- Daniel Vorcaro, ex-dono do Banco Master, chefiava uma rede estruturada para fraudes no sistema financeiro e lavagem de dinheiro, com alcance até policiais, servidores do Banco Central e até membros da Interpol.
- A PF aponta divisão de tarefas entre núcleos: políticos, milícia/segurança, tecnologia e financeira, para defender interesses do esquema e ocultar as atividades ilícitas.
- Entre os políticos citados estão o senador Ciro Nogueira e o líder do governo no Senado, Jaques Wagner, que, segundo a PF, teriam recebido vantagens e atuado em defesa do Master no Congresso.
- O grupo incluía pagamentos mensais significativos a Ciro Nogueira, operações de empresas de fachada e envio de recursos para aliados, além de benefícios como viagens e apartamentos de luxo.
- Em relação à atividade criminosa, a PF descreve uso de SPEs (Sociedades de Propósito Específico) e notas frias para ocultar origens de recursos, bem como monitoramento de mídias, ataques cibernéticos e tentativas de censura.
Daniel Vorcaro, ex-dono do Banco Master, é apontado pela Polícia Federal como responsável por uma rede estruturada para fraudes no sistema financeiro e lavagem de dinheiro. O grupo operava com divisão de funções, envolvendo familiares, policiais, bicheiros, servidores do Banco Central e até integrantes da Interpol.

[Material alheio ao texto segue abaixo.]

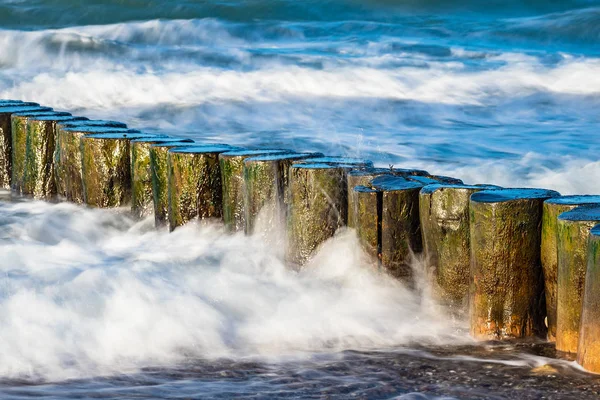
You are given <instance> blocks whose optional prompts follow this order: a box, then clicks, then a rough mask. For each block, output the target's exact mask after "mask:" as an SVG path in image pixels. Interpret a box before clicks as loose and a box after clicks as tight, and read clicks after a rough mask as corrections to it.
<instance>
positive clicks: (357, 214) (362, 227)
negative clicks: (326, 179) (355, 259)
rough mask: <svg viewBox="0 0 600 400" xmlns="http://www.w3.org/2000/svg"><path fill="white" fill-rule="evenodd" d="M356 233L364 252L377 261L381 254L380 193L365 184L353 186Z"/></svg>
mask: <svg viewBox="0 0 600 400" xmlns="http://www.w3.org/2000/svg"><path fill="white" fill-rule="evenodd" d="M352 191H353V192H354V195H355V199H356V203H355V204H356V209H357V212H356V215H355V221H356V233H357V235H358V239H359V241H360V243H361V245H362V247H363V249H364V250H365V252H366V253H367V254H368V255H369V256H371V257H372V258H373V259H375V260H377V261H378V262H379V260H380V256H381V246H380V244H381V198H382V193H381V192H378V191H377V190H375V189H371V188H368V187H365V186H355V187H354V188H353V189H352Z"/></svg>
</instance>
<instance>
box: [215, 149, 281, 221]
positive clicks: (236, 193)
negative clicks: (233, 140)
mask: <svg viewBox="0 0 600 400" xmlns="http://www.w3.org/2000/svg"><path fill="white" fill-rule="evenodd" d="M284 153H291V152H290V151H289V150H282V149H262V150H261V149H254V150H234V151H228V152H225V153H221V154H219V163H220V168H221V185H222V187H223V223H224V224H225V229H227V231H229V232H243V231H244V230H245V229H246V211H245V207H244V187H245V180H244V161H245V160H246V159H247V158H251V157H256V156H261V155H275V154H284Z"/></svg>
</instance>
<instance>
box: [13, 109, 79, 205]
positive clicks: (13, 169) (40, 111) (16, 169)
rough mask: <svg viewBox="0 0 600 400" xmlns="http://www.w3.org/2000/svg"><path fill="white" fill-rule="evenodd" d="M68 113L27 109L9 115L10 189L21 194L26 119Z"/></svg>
mask: <svg viewBox="0 0 600 400" xmlns="http://www.w3.org/2000/svg"><path fill="white" fill-rule="evenodd" d="M70 115H71V114H69V113H63V112H56V111H28V112H19V113H14V114H12V115H11V117H10V118H11V130H12V176H11V189H13V190H14V191H15V192H17V193H19V194H21V193H23V185H24V179H25V163H26V160H27V131H28V129H29V128H28V121H29V119H31V118H34V117H44V116H54V117H59V116H70Z"/></svg>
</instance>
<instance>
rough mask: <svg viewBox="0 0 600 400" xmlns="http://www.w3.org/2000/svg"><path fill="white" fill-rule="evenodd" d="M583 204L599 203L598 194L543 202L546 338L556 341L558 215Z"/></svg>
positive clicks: (571, 196)
mask: <svg viewBox="0 0 600 400" xmlns="http://www.w3.org/2000/svg"><path fill="white" fill-rule="evenodd" d="M585 204H598V205H600V196H561V197H555V198H552V199H548V200H546V201H545V202H544V211H543V215H542V254H541V260H542V269H543V271H544V288H545V293H546V311H547V318H548V340H549V341H551V342H554V341H556V290H557V289H556V287H557V282H558V278H557V277H558V256H557V252H558V245H557V243H556V231H557V225H558V216H559V215H560V214H562V213H563V212H565V211H569V210H572V209H574V208H577V207H579V206H581V205H585Z"/></svg>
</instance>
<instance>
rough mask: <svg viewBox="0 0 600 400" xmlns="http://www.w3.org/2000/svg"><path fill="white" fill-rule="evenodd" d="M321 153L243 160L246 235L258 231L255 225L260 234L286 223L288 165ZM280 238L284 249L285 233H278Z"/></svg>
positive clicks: (307, 153)
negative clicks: (256, 229) (259, 229)
mask: <svg viewBox="0 0 600 400" xmlns="http://www.w3.org/2000/svg"><path fill="white" fill-rule="evenodd" d="M322 156H323V154H321V153H281V154H267V155H262V156H255V157H250V158H247V159H245V160H244V213H245V217H244V220H245V223H246V226H245V229H244V230H245V232H246V234H249V235H250V234H254V233H258V232H256V229H257V224H258V225H260V227H259V229H260V230H262V232H260V233H261V234H263V236H264V235H267V234H269V233H272V232H276V233H277V232H280V230H281V228H283V227H284V226H285V223H286V220H287V210H288V208H289V204H290V201H289V182H290V167H291V166H292V164H294V163H295V162H298V161H302V160H307V159H311V158H316V157H322ZM259 220H260V221H259ZM279 238H280V239H281V240H279V242H280V243H279V244H280V245H281V246H283V247H284V248H285V246H287V241H286V240H285V235H279Z"/></svg>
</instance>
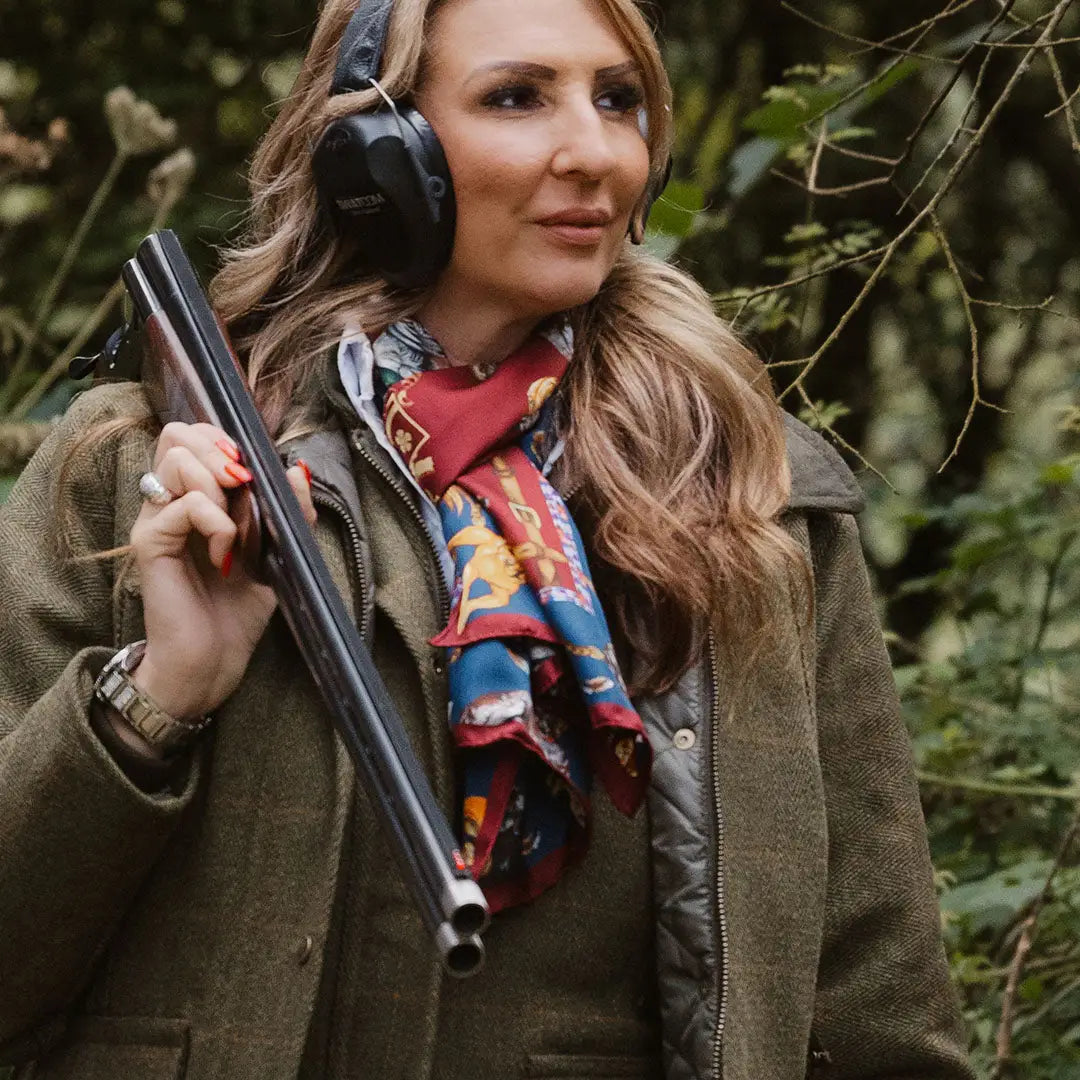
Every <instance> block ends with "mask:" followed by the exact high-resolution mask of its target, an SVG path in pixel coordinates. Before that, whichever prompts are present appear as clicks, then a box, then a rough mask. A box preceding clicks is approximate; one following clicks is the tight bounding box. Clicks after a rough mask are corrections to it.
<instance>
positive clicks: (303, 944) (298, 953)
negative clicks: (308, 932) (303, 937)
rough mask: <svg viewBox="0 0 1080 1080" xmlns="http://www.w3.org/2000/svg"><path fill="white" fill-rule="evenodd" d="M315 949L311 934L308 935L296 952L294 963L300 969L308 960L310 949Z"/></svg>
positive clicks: (308, 959) (310, 954)
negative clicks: (312, 940)
mask: <svg viewBox="0 0 1080 1080" xmlns="http://www.w3.org/2000/svg"><path fill="white" fill-rule="evenodd" d="M314 947H315V943H314V941H312V937H311V934H308V935H307V936H306V937H305V939H303V941H302V942H300V945H299V947H298V948H297V950H296V962H297V963H298V964H299V966H300V967H301V968H302V967H303V966H305V964H306V963H307V962H308V961H309V960H310V959H311V953H312V949H313V948H314Z"/></svg>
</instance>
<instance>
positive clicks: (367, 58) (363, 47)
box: [330, 0, 393, 94]
mask: <svg viewBox="0 0 1080 1080" xmlns="http://www.w3.org/2000/svg"><path fill="white" fill-rule="evenodd" d="M392 8H393V0H369V2H364V0H361V3H360V5H359V6H357V8H356V10H355V11H354V12H353V13H352V18H350V19H349V25H348V26H347V27H346V28H345V33H343V35H342V36H341V43H340V45H339V46H338V62H337V66H336V67H335V68H334V81H333V82H332V83H330V94H346V93H348V92H349V91H353V90H366V89H367V87H368V85H369V84H370V80H372V79H377V78H378V75H379V67H380V65H381V64H382V50H383V49H386V45H387V33H388V30H389V28H390V12H391V10H392Z"/></svg>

A investigação envolve atos de emissão de títulos de crédito falsificados, ameaça, corrupção e operações financeiras irregulares. O Ministério Público já autorizou a quebra de sigilo de parte das apurações, com o STF permitindo o acesso a novos dados.
Segundo a PF, Vorcaro cultivou influência política e midiática para defender interesses do esquema, articulando apoio de nominais do Congresso e recebendo vantagens ilícitas em troca. A rede foi descrita como hierarquizada e ampliada por meio de núcleos especializados.
Ligações e núcleos especializados
#### Influência entre políticos
Entre os citados, aparecem o senador Ciro Nogueira (PP-PI) e Jaques Wagner (PT-BA). A PF aponta que ambos atuariam em defesa de interesses do Master, recebendo vantagens como viagens, apartamentos e mesadas. O relacionamento com Ciro teria ocorrido em encontros frequentes, inclusive em voos particulares.
Ao todo, a PF aponta transferências mensais superiores a R$ 300 mil destinadas ao senador, operadas por um primo de Vorcaro por meio de duas empresas de fachada. Wagner também é citado por supostas benesses e viagens com custo elevado.
#### Outros núcleos
A PF descreve a atuação de grupos dedicados a extorsões, ameaças e coleta de dados sigilosos, com acesso a sistemas governamentais. O grupo conhecido como “A Turma” incluía policiais federais que facilitavam essas ações.
Hacker e segurança constam como base para monitorar a Interpol e o FBI, segundo a PF. Em conversas, o líder do esquema falava em acionar um suposto “amigo da Interpol” para perseguir adversários, com planos de investir milhões.
#### Os Meninos e o núcleo econômico
O grupo tecnológico, chamado “Os Meninos”, realizava ataques cibernéticos a contas de redes e mensagens para silenciar críticos. Já o núcleo econômico era responsável pela parte financeira, incluindo o pagamento de dívidas e a organização de repasses.
O controle da mídia também aparece como elemento do esquema, com jornalistas pagos para propagar matérias alinhadas aos interesses de Vorcaro. Diversos casos citados indicam uso de podem de censura digital e pressão a jornalistas.
Movimentação financeira
A PF descreve um fluxo financeiro com uso de empresas de fachada e SPEs para ocultar a origem e o destino de recursos. As operações incluíam emissão de títulos sem lastro, notas frias e contratos simulados, além de transferências rápidas entre empresas do núcleo.
As apurações apontam ainda para o uso de notas fiscais frias e mecanismos de descarimbar capital. Em diversos casos, o grupo buscou manter o dinheiro circulando de forma pouco rastreável, com operações de recebimento e transferência em curto intervalo.